As you can imagine, or perhaps you know from first-hand experience (I pray not), it’s a pretty interesting place to be. SO many of close friends, heck – even my little sister – are in a season filled with JOY and little giggles of their own precious little babes.
I know now what it means to feel overwhelmed with joy and heartache at the exact same time. I watch my parents hug and kiss and play with my little baby nephew and my heart is smiling so big and yet I feel this emptiness and longing for them to know of “you” too. Grief and immense joy can coexist. Mostly joy, and for me occasional uncontrollable moments of grief.
It’s been super easy for me to slip into feeling unseen. First, because I haven’t shared about miscarriage with many people. So people just don’t know. And second, because my joy is visible and I keep my grief hidden, of course I feel unseen.
In this letter written by Jeremiah, I feel like he is reminding us that God thinks about us and that His thoughts aren’t just about us, but TOWARDS us. Wow. Whew. Today I really felt that. I cried out in prayer asking for God to reveal himself to me, and he reached down, spoke directly into me, and showed that he was thinking towards me. I’m not unseen but fully seen by Him. What a wonderful place to be still and know…
For I know the plans I have for you, declares the Lord, plans for wholeness and not for evil, to give you a future and a hope. 12 Then you will call upon me and come and pray to me, and I will hear you. 13 You will seek me and find me. When you seek me with all your heart, 14 I will be found by you, declares the Lord, and I will restore your fortunes and gather you from all the nations and all the places where I have driven you, declares the Lord, and I will bring you back to the place from which I sent you into exile.
So here, in this babyless season, I rest in the promise it won’t be forever, that one day I will get to go home – literally home with my own children – but until then I will build a life where I’ve been set. Boasting in Christ and acknowledging and proclaiming that He fulfills his promises.
With teary eyes, I glanced up and saw Drew standing there confused and concerned. He wrapped me in his arms and I rested there. Through mumbly and choked up words I explained how God had used the snow day to bring me to stillness and refresh and renew my soul. What a wonderful reminder that God is the one placing every single snowflake perfectly into place.
We named the baby we lost, Halle. Halle is the first part of the word Hallelujah. Hallelujah in Hebrew is a two-part word. Hallel, the first part of the word means, “a joyful praise” and to boast in Christ. The second part of the word means “to you” or “to God”. Even in my weakness, I pray that I boast in Christ and what he has done for us and what He is still doing and promised to do. As Jeremiah 9:23-24 says, “Thus says the LORD: ‘Let not the wise man boast in his wisdom, let not the mighty man boast in his might, let not the rich man boast in his riches, but let him who boasts boast in this, that he understands and knows me, that I am the LORD who practices steadfast love, justice, and righteousness in the earth.
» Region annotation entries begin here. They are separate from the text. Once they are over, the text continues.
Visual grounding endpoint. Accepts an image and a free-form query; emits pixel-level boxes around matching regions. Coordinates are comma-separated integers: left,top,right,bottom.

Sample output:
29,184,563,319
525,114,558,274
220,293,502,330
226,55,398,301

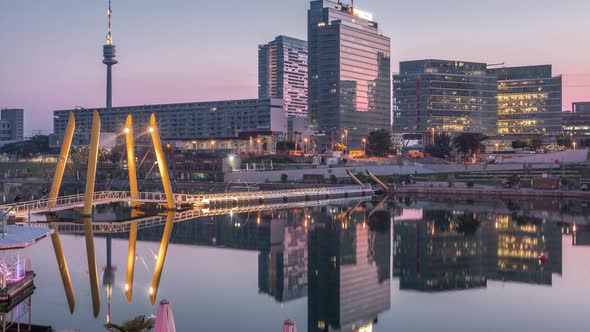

For in these things I delight,’ declares the LORD.”
Halle, mommy & daddy love you. ❤️
Want to read more personal blogs? This is one of my favorites–> 10 Reasons Why Vision Weekends are Important
You are loved. In every season. In every moment. So glad to see the Lord revealing rest and restoration in a tangible (beautiful) form. Snow!
As each snowflake is unique, so is each Snow.
This snow was yours.
Sending you lots of love!
You are so right. Every season and every moment. I will always be thankful for fresh and renewing snow! <3
You amaze me more everyday. I’d say there is now way you could understand my love for you but I’d be wrong. You have the love only a mom has and you express it so well. I am in daily prayer for your “exile” , praying our will matches that of God’s.
Halle was there with you both on your first family snow day I have no doubt. All my love, m❤️M
I love you mom.
Thank for your openness and vulnerability. This has blessed me and I know will bless so many others!
Friend! You know it was so hard for me to hit publish, but today has been a HUGE confirmation that publishing it was a step in obedience. ❤️ Love you!!!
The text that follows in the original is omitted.